В поезде было очень тесно, душно, много людей стояло в проходе, плоть к плоти. Ступить было некуда. Я боялся, что мою сумку раздавят и получится не то. Таня ведь просила утопить. Неожиданно одна старушка — ну прямо Божья девушка — уступила мне место. Почему — не знаю. Скорее всего, у меня было очень измученное лицо, и она пожалела, ведь, наверное, в церковь ходит.
Сколько времени мы ехали, не помню. Очень долго. А вот и река. Она блеснула нам в глаза — издалека, такой холодной, вольной и прекрасной своей гладью. Я говорю «мы», потому что уверен, что Таня тоже все видела там, в сумке. Мертвецы умеют смотреть сквозь вещи. Правда, ни стона, ни вздоха не раздалось в ответ — одно прежнее бесконечное молчание. Да и о чем вздыхать?! Сама ведь обо всем просила. А для чего — может быть, ей одной дано знать. К тому же Прохоров сказал, что она необычная.

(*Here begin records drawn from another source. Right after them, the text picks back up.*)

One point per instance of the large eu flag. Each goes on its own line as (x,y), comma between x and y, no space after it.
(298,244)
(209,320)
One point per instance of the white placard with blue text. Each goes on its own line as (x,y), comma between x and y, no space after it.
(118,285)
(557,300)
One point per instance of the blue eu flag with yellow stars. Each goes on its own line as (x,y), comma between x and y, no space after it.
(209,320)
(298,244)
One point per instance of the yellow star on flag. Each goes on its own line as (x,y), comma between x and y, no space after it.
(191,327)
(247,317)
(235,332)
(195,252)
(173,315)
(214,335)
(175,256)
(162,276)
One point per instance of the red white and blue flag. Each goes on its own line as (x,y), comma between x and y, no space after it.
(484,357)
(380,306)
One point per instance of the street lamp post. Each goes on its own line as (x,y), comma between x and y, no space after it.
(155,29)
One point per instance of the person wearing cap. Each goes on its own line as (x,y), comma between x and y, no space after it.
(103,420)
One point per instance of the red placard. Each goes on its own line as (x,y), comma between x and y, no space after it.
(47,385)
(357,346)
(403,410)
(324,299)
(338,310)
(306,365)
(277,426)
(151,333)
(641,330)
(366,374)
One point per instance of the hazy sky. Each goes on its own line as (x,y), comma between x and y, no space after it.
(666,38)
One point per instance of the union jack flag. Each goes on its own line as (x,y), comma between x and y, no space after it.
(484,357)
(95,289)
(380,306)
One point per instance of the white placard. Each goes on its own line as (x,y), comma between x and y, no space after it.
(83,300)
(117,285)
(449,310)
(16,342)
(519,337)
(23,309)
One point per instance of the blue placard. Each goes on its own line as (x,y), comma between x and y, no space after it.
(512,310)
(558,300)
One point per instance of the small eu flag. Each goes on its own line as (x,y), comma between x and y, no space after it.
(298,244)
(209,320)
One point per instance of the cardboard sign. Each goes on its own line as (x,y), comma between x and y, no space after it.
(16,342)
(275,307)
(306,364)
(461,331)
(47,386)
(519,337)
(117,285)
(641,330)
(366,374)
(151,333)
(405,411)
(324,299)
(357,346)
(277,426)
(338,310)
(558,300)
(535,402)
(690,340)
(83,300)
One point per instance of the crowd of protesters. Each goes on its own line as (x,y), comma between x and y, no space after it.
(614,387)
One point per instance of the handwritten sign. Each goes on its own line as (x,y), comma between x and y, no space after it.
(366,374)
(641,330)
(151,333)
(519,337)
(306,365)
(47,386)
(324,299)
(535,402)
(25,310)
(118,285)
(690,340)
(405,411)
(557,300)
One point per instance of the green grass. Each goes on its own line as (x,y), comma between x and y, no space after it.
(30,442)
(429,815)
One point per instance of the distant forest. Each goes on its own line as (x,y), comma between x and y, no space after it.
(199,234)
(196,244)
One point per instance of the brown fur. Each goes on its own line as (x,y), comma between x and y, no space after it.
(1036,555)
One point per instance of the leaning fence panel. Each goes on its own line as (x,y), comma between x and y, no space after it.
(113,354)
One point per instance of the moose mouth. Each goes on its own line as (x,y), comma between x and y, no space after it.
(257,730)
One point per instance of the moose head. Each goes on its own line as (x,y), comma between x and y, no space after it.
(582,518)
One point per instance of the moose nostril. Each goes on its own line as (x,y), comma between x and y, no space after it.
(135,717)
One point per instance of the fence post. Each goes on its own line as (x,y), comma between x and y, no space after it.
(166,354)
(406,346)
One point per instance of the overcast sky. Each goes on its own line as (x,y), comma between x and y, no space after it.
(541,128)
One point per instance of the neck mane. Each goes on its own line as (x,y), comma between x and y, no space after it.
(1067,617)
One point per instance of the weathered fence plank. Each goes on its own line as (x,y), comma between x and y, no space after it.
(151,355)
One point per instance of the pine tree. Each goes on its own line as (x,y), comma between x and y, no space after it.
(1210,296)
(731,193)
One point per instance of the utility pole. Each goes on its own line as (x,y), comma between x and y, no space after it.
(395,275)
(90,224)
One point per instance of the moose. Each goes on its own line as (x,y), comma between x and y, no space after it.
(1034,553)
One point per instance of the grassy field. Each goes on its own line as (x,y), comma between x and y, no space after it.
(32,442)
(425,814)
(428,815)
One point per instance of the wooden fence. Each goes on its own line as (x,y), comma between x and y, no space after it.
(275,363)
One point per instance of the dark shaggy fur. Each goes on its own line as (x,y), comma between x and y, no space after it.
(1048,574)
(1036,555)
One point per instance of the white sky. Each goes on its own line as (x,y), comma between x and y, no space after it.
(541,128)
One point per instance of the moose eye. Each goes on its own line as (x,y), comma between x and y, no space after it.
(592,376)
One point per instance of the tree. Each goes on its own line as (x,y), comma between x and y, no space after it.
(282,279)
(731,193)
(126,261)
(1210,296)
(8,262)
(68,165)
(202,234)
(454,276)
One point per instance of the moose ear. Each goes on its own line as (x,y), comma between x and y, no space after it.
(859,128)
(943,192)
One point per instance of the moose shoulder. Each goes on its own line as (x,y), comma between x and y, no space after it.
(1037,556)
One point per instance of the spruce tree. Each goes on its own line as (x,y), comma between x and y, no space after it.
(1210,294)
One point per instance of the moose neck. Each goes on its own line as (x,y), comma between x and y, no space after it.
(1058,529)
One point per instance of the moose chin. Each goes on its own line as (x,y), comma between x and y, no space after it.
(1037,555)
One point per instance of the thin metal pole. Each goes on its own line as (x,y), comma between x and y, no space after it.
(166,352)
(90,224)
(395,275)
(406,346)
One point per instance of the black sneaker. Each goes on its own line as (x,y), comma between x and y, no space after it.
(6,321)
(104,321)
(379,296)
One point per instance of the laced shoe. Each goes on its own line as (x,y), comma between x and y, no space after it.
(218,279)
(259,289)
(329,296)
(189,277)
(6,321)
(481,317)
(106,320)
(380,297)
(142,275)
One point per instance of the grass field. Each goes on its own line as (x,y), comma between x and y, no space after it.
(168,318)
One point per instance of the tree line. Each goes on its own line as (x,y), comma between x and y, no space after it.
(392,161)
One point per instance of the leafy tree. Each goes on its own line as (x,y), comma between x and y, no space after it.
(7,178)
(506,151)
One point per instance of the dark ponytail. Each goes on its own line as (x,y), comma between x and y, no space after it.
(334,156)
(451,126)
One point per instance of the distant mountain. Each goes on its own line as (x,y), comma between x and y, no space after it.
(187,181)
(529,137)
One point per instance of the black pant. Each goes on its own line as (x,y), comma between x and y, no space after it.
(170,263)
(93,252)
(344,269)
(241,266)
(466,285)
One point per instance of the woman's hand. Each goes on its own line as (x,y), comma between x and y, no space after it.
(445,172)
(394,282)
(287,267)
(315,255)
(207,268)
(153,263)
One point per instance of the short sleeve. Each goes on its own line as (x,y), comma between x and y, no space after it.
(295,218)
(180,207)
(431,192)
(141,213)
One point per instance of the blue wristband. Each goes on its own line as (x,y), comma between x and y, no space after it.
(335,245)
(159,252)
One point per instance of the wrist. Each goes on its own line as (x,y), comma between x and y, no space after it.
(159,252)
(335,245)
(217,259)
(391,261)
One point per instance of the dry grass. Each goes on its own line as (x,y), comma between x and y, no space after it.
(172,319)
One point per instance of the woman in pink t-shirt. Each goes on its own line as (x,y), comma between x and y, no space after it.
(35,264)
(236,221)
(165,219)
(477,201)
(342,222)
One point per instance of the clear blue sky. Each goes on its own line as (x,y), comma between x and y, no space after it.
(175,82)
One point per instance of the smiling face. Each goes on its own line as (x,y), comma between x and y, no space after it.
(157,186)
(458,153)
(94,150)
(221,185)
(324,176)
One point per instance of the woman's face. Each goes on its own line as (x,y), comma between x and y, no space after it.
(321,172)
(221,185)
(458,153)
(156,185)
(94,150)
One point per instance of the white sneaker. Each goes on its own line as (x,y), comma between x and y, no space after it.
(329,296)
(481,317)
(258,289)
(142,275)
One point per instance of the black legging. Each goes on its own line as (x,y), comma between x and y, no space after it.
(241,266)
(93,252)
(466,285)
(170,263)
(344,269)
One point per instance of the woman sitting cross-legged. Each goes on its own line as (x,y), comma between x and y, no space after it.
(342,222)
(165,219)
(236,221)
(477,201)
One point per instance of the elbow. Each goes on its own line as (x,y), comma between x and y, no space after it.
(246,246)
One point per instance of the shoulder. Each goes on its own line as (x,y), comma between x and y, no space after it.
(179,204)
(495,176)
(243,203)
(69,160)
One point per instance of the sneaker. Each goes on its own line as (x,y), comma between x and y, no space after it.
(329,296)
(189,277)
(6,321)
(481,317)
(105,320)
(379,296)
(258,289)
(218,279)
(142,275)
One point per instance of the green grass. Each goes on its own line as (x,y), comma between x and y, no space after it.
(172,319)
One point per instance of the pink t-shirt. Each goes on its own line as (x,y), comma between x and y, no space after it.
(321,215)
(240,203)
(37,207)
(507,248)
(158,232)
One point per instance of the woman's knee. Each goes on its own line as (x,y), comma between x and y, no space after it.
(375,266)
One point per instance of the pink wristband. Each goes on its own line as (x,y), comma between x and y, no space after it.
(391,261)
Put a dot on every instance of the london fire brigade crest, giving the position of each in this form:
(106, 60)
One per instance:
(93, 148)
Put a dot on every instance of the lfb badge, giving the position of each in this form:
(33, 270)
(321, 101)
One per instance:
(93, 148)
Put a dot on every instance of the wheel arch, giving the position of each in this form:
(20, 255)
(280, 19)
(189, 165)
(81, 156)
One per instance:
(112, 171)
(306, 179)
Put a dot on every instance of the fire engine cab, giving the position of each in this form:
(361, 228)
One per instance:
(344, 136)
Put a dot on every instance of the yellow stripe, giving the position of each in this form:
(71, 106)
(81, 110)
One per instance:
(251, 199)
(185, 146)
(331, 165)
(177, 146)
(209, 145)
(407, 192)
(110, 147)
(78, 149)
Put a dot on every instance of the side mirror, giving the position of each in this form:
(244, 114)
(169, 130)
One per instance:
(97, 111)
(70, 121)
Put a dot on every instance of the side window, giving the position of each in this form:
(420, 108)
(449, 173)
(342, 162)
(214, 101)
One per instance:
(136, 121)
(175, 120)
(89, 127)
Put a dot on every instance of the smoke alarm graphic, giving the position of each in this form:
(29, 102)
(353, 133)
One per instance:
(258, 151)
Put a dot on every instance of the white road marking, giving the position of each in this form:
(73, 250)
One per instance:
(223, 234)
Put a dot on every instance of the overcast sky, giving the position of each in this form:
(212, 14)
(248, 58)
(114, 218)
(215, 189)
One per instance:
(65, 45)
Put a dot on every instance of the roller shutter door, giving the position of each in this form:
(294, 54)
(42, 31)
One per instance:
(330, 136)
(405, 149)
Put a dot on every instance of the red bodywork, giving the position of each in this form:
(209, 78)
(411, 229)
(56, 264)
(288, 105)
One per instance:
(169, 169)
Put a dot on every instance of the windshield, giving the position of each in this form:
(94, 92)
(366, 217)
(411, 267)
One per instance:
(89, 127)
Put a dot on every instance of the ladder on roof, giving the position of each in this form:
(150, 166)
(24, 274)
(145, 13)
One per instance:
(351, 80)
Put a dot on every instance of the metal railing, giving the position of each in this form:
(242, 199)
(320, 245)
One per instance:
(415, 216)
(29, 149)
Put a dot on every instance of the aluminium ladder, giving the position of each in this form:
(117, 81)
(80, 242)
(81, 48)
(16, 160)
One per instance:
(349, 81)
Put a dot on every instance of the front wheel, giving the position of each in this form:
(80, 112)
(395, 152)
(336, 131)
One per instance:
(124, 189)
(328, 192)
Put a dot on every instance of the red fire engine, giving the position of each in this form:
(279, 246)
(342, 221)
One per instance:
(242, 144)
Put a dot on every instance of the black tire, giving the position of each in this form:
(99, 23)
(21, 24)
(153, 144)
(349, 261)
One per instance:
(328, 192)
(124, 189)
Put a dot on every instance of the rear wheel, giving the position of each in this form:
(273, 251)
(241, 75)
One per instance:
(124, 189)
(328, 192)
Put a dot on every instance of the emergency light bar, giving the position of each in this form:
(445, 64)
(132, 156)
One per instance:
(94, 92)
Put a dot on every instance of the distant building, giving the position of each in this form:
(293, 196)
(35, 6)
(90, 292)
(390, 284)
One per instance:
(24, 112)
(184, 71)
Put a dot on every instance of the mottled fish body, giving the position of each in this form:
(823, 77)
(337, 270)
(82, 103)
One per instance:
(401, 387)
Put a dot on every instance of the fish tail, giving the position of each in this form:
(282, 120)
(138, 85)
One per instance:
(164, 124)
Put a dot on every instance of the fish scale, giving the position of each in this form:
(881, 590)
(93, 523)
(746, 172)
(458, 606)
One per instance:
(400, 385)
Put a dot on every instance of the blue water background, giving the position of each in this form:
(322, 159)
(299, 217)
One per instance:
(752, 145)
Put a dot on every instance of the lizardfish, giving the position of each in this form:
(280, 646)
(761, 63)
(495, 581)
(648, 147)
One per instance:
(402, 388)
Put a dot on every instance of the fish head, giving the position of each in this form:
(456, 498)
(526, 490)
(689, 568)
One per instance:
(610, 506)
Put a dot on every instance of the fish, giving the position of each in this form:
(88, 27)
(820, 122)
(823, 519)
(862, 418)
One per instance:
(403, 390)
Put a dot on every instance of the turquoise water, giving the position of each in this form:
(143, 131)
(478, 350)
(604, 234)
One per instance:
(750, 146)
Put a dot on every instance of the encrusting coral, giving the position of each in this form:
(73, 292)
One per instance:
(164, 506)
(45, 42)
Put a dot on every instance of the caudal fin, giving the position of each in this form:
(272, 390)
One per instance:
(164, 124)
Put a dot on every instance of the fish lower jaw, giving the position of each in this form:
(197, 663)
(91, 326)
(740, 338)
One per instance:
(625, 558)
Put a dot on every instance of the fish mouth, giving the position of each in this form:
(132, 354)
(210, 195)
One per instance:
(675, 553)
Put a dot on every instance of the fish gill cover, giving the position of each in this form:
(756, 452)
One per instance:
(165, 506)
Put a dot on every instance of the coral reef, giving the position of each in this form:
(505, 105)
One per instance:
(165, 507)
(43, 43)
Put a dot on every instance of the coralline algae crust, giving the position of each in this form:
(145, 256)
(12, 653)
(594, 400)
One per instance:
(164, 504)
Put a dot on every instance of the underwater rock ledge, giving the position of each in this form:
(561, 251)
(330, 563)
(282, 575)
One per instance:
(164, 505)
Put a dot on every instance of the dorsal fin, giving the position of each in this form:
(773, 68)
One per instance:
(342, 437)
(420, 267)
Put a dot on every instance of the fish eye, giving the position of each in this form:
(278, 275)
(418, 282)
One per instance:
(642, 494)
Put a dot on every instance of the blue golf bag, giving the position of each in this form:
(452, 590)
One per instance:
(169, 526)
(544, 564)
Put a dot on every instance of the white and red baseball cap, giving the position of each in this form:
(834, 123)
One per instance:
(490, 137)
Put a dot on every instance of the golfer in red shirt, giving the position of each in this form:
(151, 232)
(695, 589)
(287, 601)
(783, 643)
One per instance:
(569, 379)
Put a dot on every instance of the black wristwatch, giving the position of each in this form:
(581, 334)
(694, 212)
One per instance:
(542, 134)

И все же мне захотелось спросить Таню. О чем-то страшном, одиноком, бездном… В уме все время вертелось: «Все ли потеряно… там, после смерти?!» Надо толкнуть, как следует толкнуть ее коленом, тогда там, в черной сумке, может быть, прошуршит еле слышный ответ… Но только бы не умереть от этого ответа… Если она скажет хоть одно слово ужаса, а не ласки, я не выдержу, я закричу, я выброшу ее прямо в вагон, на пиджаки этих потных людей! Или просто: мертво и тупо, на глазах у всех, выну голову и буду ее целовать, целовать, пока она не даст мне ободряющий ответ.
И вот я — на берегу. Никого нет. Мне остается только нагнуться, обхватить руками Танину голову и бросить ее вглубь. Но я почему-то медлю. Почему, почему? О, я знаю почему! Я боюсь, что никогда не услышу ее голоса — тихого, грозного, умоляющего, безумного, но уже близкого мне, моей душе. Неужели этот холодный далекий голос из бездны может быть близок человеку? Да, да, я, может быть, хочу даже, чтобы она приходила ко мне, как в тот раз, во плоти, пусть в страшной плоти — из шкафа, из-за занавески, с неба, из-под земли, но все равно приходила бы. И садилась бы на мои колени, и что-то шептала бы. Но я знаю, этого не будет, если я выброшу голову.
Но я не могу ослушаться голоса из бездны. Ах, Таня, Таня, какая-то ты все-таки чудачка…
Но зачем, зачем ты так жестоко расправилась с собой?! Сунуть мягкую шейку в железную машину! А ведь можно было сидеть здесь, пить чай у самовара. Но глаза, твои глаза — они никогда не были нежными…
Ну, прощай, моя детка. С Богом!
Резким движением я вынимаю голову. На моих глазах пелена. Я ничего не вижу. Да и зачем, зачем видеть этот земной обреченный мир?! В нем нет бессмертия!
Я бросаю Танину голову в реку. Вздох, бульканье воды…
Р. S. Позже я узнал, что человек, подходивший к Тане перед ее смертью и что-то шептавший ей, был Прохоров.
Эту старую драную тетрадь нашел около помойки Иван Ильич Пузанков, сторож. Он хотел было обернуть в нее селедку, но по пьяному делу начал ее читать. Прочитав несколько страниц, он ахнул, решив, что у него белая горячка. Его напугало больше всего то, что ему — значит — нельзя дальше пить, а до литра водки он не добрал еще 200 грамм. Но, гневно рассудив, что мы, пьющие, еще никогда не отступали, Иван Ильич пополз все-таки в ближайшую пивную. Там он продал эту невероятную тетрадь за полкружки пива и кильку одному озирающемуся, болезненному интеллигенту, который и сохранил ее в паутинах и недоступности.